In this poem, the plodding passage of an old-fashioned wooden ferry, as it’s moving across Sydney Harbour, late at night, is conveyed through the expressive use of a seemingly-arbitrary four-line stanza (or ‘quatrain’). This stanza is used to break open a sentence and spread it across a verse-space, like a vista, or it can slow down, with its tight lines, the progress of the description.
The tactics of other art-forms are drawn on here. In the first stanza, we read that the ferry ‘goes up onto/ the huge dark harbour,’ which is reminiscent of the way, in a naive or ‘primitive’ painting, things are often shown as distant by being depicted higher up on the painting’s surface. This ‘innocence’ permeates the poem. There is also a cinematic technique in ‘Late Ferry’– the boat’s fairly brief journey is given in a series of filmic ‘takes’, cut and montaged together, as in the editing of a film.
The poem is seen from the foreshores of Sydney Harbour, at Lavender Bay, a little ‘upstream’ from the Harbour Bridge and Luna Park. The ferry is moving diagonally across the Harbour, into the light of the city and Circular Quay. This is the viewpoint of many paintings, set in daylight, by the artist Brett Whiteley.
The poem speaks of a ‘tuberous// shaped bay’, meaning a bay that is like a socket (in the shoreline of the Harbour) from which a tuber, a potato, has been pulled.

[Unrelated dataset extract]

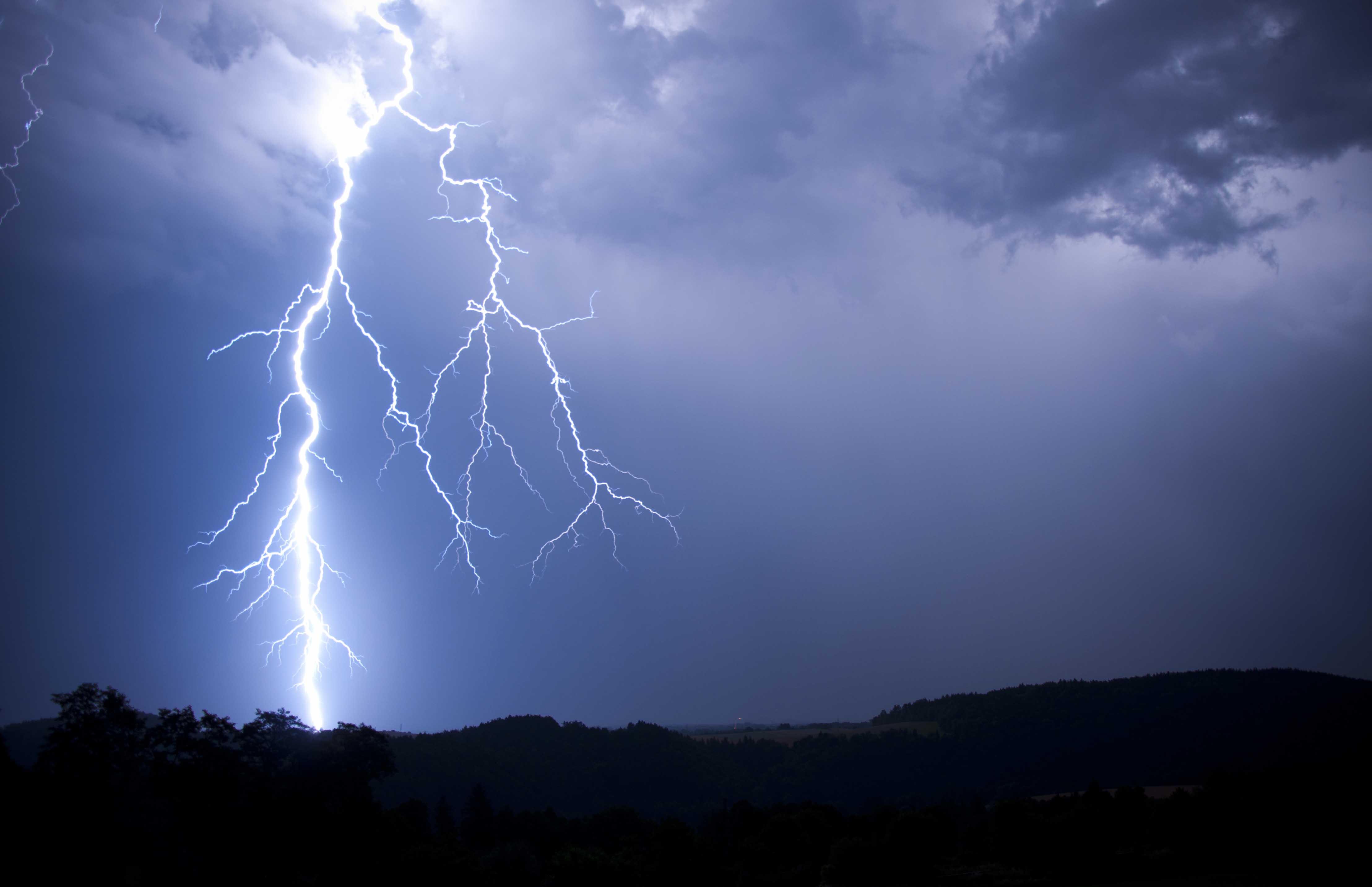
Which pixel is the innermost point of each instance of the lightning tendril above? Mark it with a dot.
(28, 129)
(292, 558)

Plain nature, in which the artist has to make his stand, is not always as glamorous as it ends up being in his depiction of it.
The poem also speaks of the Harbour Bridge as lit-up, its lights ‘swarming’ on the water below, and of the water as spangled like a ‘Busby Berkeley spectacular’. At the time the poem was written, the Bridge was fully lit at night, but that is no longer done. Busby Berkeley was a Hollywood film director who boasted ‘a cast of thousands’ in his all-girl chorus line-ups, his tap-dancing black and white films, like ‘Gold Diggers of 1933’ and ‘Babes on Broadway’ (1941).
The ending of the poem depends on a pun. The last line, ‘filled as it is with its yellow light,’ means the windows of the ferry are filled with their old-fashioned, warm light, as the cells of a honeycomb are filled with honey, and it also means that the speaker is himself filled with this light – with a visual pleasure that is like sweetness. (Such an image is called synaesthesia, the combining of the experience of one sense with that of another – as, for instance, in our literally experiencing a sound as green, which some people are naturally able to do.)